GoHD: Gaze-Oriented and Highly Disentangled Portrait Animation with Rhythmic Poses and Realistic Expression

Models & Research

The Engineer

17 Dec 2024 · 3 min read

Researchers at AAAI 2025 present GoHD, a groundbreaking system that generates lifelike talking head animations by disentangling gaze direction and facial expressions, offering unprecedented control over audio-visual integration.
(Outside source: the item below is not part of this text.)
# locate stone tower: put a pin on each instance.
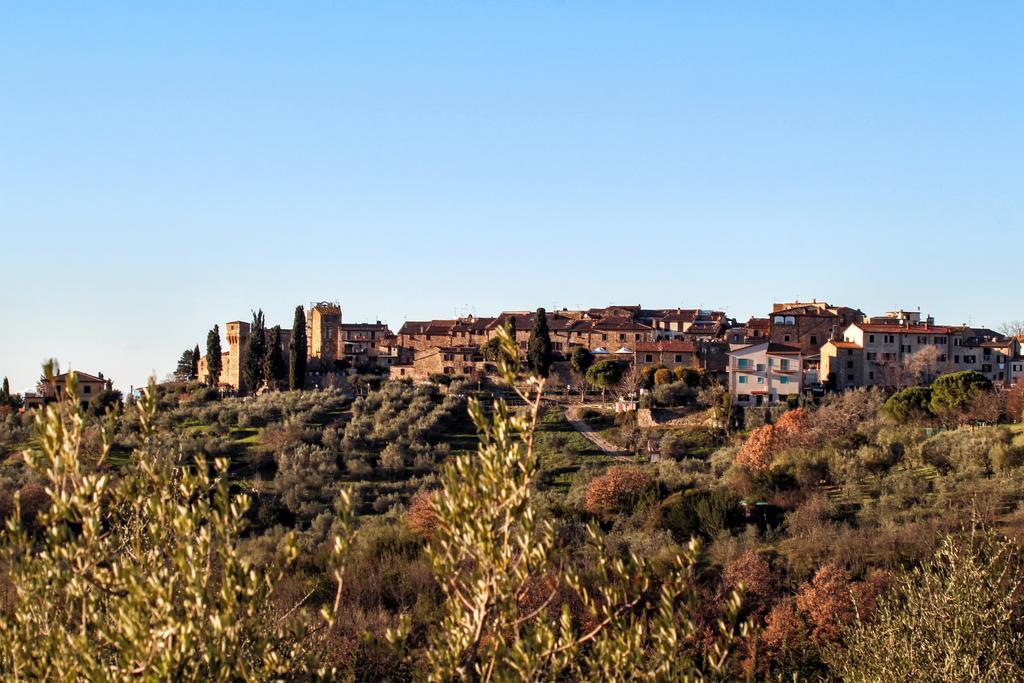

In the realm of audio-driven talking head generation, achieving a seamless integration of audio and visual data is no small feat. The challenges are manifold, especially when dealing with diverse input portraits and the intricate correlations between audio and facial motions. A recent paper from researchers at AAAI 2025 introduces GoHD (Gaze-oriented and Highly Disentangled Portrait Animation), a robust framework designed to produce highly realistic, expressive, and controllable portrait videos from any reference identity with any motion.

Key Technical Innovations

GoHD stands out with three key modules that address the core challenges in this domain:

Animation Module with Latent Navigation:
- Generalization Across Styles: This module leverages latent navigation to improve generalization across unseen input styles. By navigating through a high-dimensional latent space, it can adapt to various portrait characteristics and maintain consistency.
- High Disentanglement of Motion and Identity: The animation module ensures that the motion and identity are highly disentangled, meaning changes in one do not affect the other. This is crucial for generating natural-looking animations where the facial expressions and movements remain consistent with the reference identity.
- Gaze Orientation Rectification: A novel feature of this module is its ability to rectify unnatural eye movements, a common issue in previous models. By incorporating gaze orientation, GoHD ensures that the eyes move naturally, enhancing the realism of the generated videos.
Conformer-Structured Conditional Diffusion Model:
- Prosody-Aware Head Poses: This module uses a conformer (a type of neural network architecture) to generate head poses that are aware of prosody (the rhythm and intonation of speech). By aligning head movements with the natural flow of speech, it adds an extra layer of realism to the animations.
- Conditional Diffusion for Fine Control: The conditional diffusion model allows for fine-grained control over the generated poses, ensuring they are both realistic and contextually appropriate.
Two-Stage Training Strategy:
- Decoupling Lip Motion from Other Movements: To estimate lip-synchronized and realistic expressions from input audio within limited training data, GoHD employs a two-stage training strategy. The first stage focuses on distilling frequent and frame-wise lip motion, while the second stage handles more temporally dependent but less audio-related motions like blinks and frowns.
- Efficient Training with Limited Data: This approach allows for efficient training even when data is scarce, making it a practical solution for real-world applications.

Experimental Validation

Extensive experiments have been conducted to validate GoHD's advanced generalization capabilities. The results demonstrate that the framework can generate highly realistic talking face videos on arbitrary subjects, maintaining high fidelity and naturalness across different input styles. Key benchmarks include:

Realism: The generated videos are indistinguishable from real human footage in terms of facial expressions and movements.
Generalization: GoHD performs well even with unseen input styles, showcasing its robustness and adaptability.
Control: Users have fine-grained control over the generated animations, allowing for customization and personalization.

Why It Matters

For practitioners in computer vision and pattern recognition, GoHD represents a significant step forward in audio-driven talking head generation. Its ability to handle diverse input styles, maintain high disentanglement, and incorporate gaze orientation addresses many of the limitations of previous models. This makes it a valuable tool for applications ranging from virtual assistants and video conferencing to entertainment and gaming.

Conclusion

GoHD's innovative approach to portrait animation sets a new standard in the field. By addressing key challenges with well-designed modules and a practical training strategy, it paves the way for more realistic and controllable talking head generation. As this research continues to evolve, we can expect even more sophisticated and versatile models in the future.